I recently had to dig into the Apache Kafka codebase to try to figure out how it allocates topic partitions across log directories on a broker with multiple log directories. I had observed that Kafka allocates partitions evenly across brokers, but failed to allocate partitions evenly within a single broker.

Luckily, Kafka is written in Scala and I write Scala, so it was actually quite easy to read and understand the code. This is the benefit of your tools being written in the language you use, when you need to debug them you can just read the code. This is why the Kubernetes community is mostly Golang for example, there’s a benefit to everyone sharing tooling to lower the switching costs between repos.

Regardless of lamnguage, grokking a large codebase is HARD. It takes a lot of time, as you learn the style, click through functions, understand how everything is structured. It’s hard, and time consuming loading all of this information into a human brain, which is why most engineers don’t do it, even if they would benefit - they just don’t have the time.

This has all changed now that GPT-4 is released. Imagine the following prompt:

“GPT, here’s the code for my application. Please generate me a diagram of the data flows, as well as a README. Return back the code with short comments added for every function call”

This will reduce so much developer toil, being able to auto document code. I’m a visual learner and need architecture diagrams, but not everybody I’ve worked with them finds them useful.

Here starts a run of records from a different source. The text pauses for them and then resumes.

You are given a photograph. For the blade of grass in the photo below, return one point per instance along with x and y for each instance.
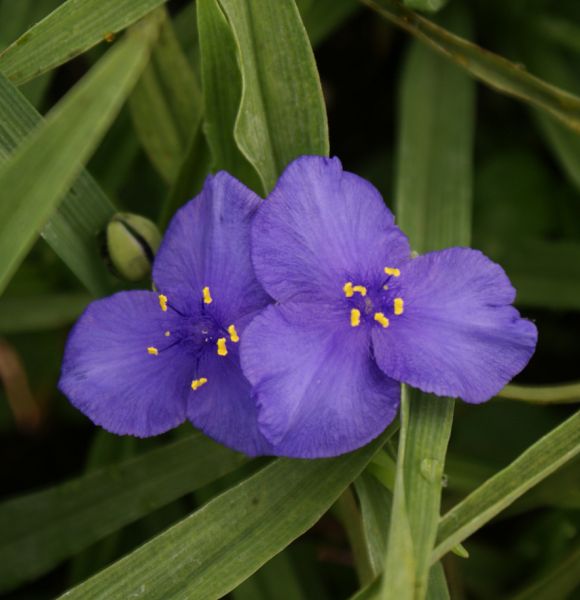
(84, 211)
(74, 27)
(56, 150)
(166, 104)
(492, 69)
(42, 529)
(215, 549)
(282, 114)
(434, 183)
(540, 460)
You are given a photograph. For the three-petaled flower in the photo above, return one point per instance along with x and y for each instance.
(356, 315)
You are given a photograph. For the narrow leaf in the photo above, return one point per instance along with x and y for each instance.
(74, 27)
(536, 463)
(41, 530)
(56, 150)
(212, 551)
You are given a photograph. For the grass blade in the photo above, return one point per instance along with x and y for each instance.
(41, 530)
(434, 183)
(536, 463)
(282, 113)
(492, 69)
(74, 27)
(212, 551)
(56, 150)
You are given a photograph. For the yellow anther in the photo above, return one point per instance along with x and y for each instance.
(207, 299)
(381, 319)
(233, 334)
(197, 383)
(221, 344)
(398, 306)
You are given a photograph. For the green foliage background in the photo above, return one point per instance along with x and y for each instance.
(110, 105)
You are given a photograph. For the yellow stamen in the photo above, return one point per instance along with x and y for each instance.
(207, 299)
(221, 344)
(197, 383)
(398, 306)
(380, 318)
(233, 334)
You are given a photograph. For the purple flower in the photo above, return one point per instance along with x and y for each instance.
(142, 362)
(356, 315)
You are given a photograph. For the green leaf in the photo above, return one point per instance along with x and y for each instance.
(166, 104)
(42, 529)
(57, 149)
(74, 27)
(492, 69)
(568, 393)
(540, 460)
(222, 90)
(212, 551)
(39, 313)
(434, 186)
(84, 211)
(282, 113)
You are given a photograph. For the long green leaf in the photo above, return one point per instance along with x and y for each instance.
(537, 462)
(434, 183)
(282, 113)
(41, 530)
(70, 30)
(212, 551)
(56, 150)
(166, 104)
(84, 211)
(492, 69)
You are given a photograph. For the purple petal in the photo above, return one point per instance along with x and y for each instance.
(109, 374)
(319, 228)
(458, 334)
(208, 244)
(224, 408)
(319, 393)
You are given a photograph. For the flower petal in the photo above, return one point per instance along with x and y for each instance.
(319, 227)
(109, 374)
(458, 334)
(224, 408)
(208, 244)
(319, 393)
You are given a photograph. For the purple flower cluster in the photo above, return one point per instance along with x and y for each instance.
(286, 326)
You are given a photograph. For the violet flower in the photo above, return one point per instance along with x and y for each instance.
(143, 362)
(356, 315)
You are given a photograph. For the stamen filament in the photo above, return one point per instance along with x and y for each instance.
(381, 319)
(221, 344)
(197, 383)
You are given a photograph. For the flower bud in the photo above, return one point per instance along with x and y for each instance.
(131, 244)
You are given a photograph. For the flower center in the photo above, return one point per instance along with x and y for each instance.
(380, 304)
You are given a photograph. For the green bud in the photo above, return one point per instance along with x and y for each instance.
(131, 244)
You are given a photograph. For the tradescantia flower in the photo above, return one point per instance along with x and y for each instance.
(143, 362)
(356, 315)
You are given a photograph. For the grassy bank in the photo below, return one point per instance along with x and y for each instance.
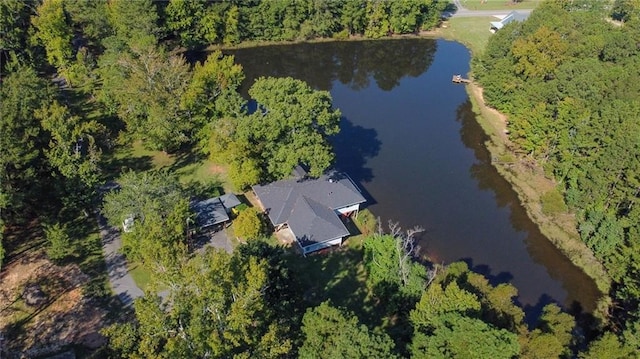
(499, 4)
(526, 177)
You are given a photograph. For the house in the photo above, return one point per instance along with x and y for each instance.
(311, 207)
(213, 211)
(511, 17)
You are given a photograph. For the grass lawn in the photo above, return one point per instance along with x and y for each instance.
(140, 275)
(499, 4)
(473, 32)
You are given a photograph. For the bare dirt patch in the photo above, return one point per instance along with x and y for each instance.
(65, 317)
(530, 182)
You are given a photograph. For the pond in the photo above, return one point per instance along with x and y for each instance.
(411, 141)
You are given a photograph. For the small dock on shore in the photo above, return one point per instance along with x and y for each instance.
(458, 79)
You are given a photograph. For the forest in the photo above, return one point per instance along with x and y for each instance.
(568, 80)
(82, 82)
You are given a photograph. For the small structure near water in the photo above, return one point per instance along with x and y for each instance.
(458, 79)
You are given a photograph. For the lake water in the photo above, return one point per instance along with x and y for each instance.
(411, 141)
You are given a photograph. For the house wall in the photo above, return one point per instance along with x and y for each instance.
(318, 246)
(349, 209)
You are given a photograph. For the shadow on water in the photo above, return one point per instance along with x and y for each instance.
(356, 145)
(352, 63)
(581, 290)
(485, 270)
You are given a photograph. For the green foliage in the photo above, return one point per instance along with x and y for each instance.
(290, 127)
(392, 273)
(72, 149)
(294, 120)
(160, 212)
(54, 32)
(458, 336)
(249, 224)
(59, 244)
(212, 92)
(153, 193)
(146, 87)
(616, 346)
(135, 23)
(331, 333)
(14, 25)
(553, 75)
(553, 203)
(22, 164)
(436, 301)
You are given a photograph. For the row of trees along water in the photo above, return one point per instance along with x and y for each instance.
(119, 79)
(569, 80)
(119, 56)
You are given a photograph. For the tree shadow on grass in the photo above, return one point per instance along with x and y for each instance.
(337, 276)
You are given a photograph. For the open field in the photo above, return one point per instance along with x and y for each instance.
(473, 32)
(499, 4)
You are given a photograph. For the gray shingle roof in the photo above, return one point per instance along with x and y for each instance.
(312, 222)
(308, 205)
(333, 190)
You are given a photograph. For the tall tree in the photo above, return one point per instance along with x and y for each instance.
(145, 87)
(135, 23)
(294, 123)
(53, 31)
(217, 309)
(22, 164)
(14, 26)
(331, 333)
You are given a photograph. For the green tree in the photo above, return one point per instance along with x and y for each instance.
(89, 18)
(139, 195)
(538, 55)
(391, 269)
(146, 87)
(332, 333)
(135, 23)
(217, 309)
(249, 224)
(54, 32)
(59, 243)
(14, 26)
(22, 163)
(353, 17)
(293, 122)
(73, 147)
(457, 336)
(377, 19)
(212, 92)
(436, 301)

Very soon the cost of producing documentation in various flavors drops to 0, and we can all learn something the way that works best for our brains.

What’s holding us back is the context windows - an 8k context window is ok, 32k better, but we need 500k context windows before anything like this is possible for the complex codebases where it’s really needed.

Do we even need code

If we can auto generate documentation, why can’t it automatically generate the codebase from documentation? This is my thesis - in the future a majority of software will be a highly specific natural language prompts, checked into source code, with actual source code that is transpiled from the prompt with some GPT type wrapper. It just feels obvious at this point.

Obviously this won’t be true for legacy, complex codebases, etc. But for your average SaaS app that doesn’t have scaling concerns? It’s going to be a codebase generated by a prompt.

The build process will be something like:

  • Write the unit and integration tests
  • Generate the code
  • Run the tests, make sure it all passes
  • Bundle/Compile the resulting app

However it’s going to take a long time (a year or two) for GPT to get that good. Also for large, complex, or legacy codebases this won’t be true. GPT offers an insane opportunity to make working in these codebases better that the IDE companies will take advantage of (or fail the market).

All I’m trying to get across is how much engineering is going to change, in a relatively short time. It’s vague to me, but it’s coming. This is the equivalent of the invention of the internet - buckle up friends.